Monday, August 10, 2009

NEWMOUNT TRAINS APPENTICES IN MINE MAINTENANCE (PAGE 35)

FIFTEEN unemployed youth from the Asutifi District in the Brong Ahafo Region, including four females, have been selected to undergo a four-year mine maintenance apprenticeship training at the Newmont Ghana Gold Limited at Kenyasi.
The Newmont apprenticeship programme has been designed to support and supplement the current recruitment and to provide training development opportunities for Ahafo Mine project communities.
The 14 beneficiaries were selected from among a list of 50 after a rigorous process, including mechanical aptitude test, mathematics, abstract reasoning, reading, comprehension, spelling and hands-on mechanical aptitude assessment.
They are being trained at a cost of approximately US$ 17,000 each for a duration of four years.

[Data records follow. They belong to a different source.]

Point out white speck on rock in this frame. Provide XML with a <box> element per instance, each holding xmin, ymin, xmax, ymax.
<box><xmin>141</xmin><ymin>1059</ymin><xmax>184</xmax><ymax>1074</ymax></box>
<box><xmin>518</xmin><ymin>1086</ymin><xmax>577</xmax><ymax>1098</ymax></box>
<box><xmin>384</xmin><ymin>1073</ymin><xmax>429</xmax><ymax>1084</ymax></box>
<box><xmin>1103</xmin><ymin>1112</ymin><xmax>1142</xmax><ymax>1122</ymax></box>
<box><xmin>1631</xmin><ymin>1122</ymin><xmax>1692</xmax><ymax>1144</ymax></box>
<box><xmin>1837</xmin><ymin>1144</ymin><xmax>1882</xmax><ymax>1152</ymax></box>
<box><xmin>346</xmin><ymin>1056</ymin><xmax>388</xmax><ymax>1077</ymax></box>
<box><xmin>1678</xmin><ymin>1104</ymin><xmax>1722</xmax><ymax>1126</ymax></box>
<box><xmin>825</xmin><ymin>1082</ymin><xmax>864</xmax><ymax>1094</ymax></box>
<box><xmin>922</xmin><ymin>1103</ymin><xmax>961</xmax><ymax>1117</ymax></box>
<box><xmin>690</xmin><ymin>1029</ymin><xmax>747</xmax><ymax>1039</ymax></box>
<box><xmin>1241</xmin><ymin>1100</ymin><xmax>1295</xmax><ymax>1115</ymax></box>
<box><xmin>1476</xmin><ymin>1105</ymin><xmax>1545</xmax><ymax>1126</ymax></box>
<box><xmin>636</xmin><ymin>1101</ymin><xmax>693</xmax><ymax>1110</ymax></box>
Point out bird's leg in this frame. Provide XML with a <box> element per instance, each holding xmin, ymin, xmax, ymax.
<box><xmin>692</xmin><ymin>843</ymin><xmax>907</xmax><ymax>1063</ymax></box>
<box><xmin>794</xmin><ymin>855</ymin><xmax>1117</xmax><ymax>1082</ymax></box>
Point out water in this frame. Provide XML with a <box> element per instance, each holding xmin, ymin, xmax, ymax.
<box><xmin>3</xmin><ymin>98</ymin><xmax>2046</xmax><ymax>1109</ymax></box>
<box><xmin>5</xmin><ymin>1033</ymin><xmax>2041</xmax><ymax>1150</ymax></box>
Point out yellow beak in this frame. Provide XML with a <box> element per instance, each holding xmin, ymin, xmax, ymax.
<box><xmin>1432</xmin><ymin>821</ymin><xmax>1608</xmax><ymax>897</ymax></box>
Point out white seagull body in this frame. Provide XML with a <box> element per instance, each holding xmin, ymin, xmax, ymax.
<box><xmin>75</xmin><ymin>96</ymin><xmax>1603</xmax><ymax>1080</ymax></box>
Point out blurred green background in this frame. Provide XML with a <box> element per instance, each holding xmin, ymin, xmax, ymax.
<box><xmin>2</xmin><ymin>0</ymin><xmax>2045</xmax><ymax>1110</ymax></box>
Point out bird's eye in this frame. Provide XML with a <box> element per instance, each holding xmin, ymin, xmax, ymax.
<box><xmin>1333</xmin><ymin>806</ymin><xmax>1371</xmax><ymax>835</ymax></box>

The selection process was also based on modalities contained in the Ahafo Social Responsibility Agreement, which ensures that all the 10 communities where the company is operating, had a fair and equitable opportunity to have their people selected without compromising the quality of the intake.
Currently, a group of 28 young people, who were selected last year, are undergoing the same apprenticeship training, and upon completion of their four-year programme, they would be awarded City and Guilds of London Institute certificate.
At a ceremony to matriculate the apprentices, the General Manager, Environment and Social Responsibility of Ahafo Mine, Mr Dan V. Michaelsen, explained that the NGGL realised that apprenticeship was an excellent opportunity to develop local skills to meet the rising demands of its operations.
He said the apprenticeship training programme was started during the construction phase of the mine to address some major mine operation challenges facing the company in terms of qualified personnel for the plant.
According to Mr Michaelsen, the introduction of the programme provided the company with three distinctive advantages, namely deepening its social responsibility commitments to its host communities, helping in meeting the company’s commitment of developing the people in pursuit of excellence and offering a unique opportunity of meeting Newmont’s human resource needs.
The Maintenance Training Superintendent of the company, Mr Eddy Durfee, stated that his outfit considered the programme a worthwhile investment and also as a further proof of its value to develop the people in the operational area to pursue excellence in whatever endeavour it chose.
The Chief Executive Officer (CEO) of the Ghana Chamber of Mines, Ms Joyce Aryee, stated that the global economy was becoming a skills-based one and that the survival of today’s youth in such a system depended largely on the set of skills they were able to acquire.
She said the situation in the mining industry was no different, as it required a large skilled workforce to stay on the top of the competition.
Ms Aryee stressed that mining companies had to always grapple with the challenge of providing employment opportunities to their host communities, when, in fact, there were sometimes just a few people with those set of skills required to work in such a highly specialised sector.
She commended Newmont for the institution of the apprenticeship programme to provide the young men and women with life-time skills that would make them competitive not only in the mining industry, but also beyond it.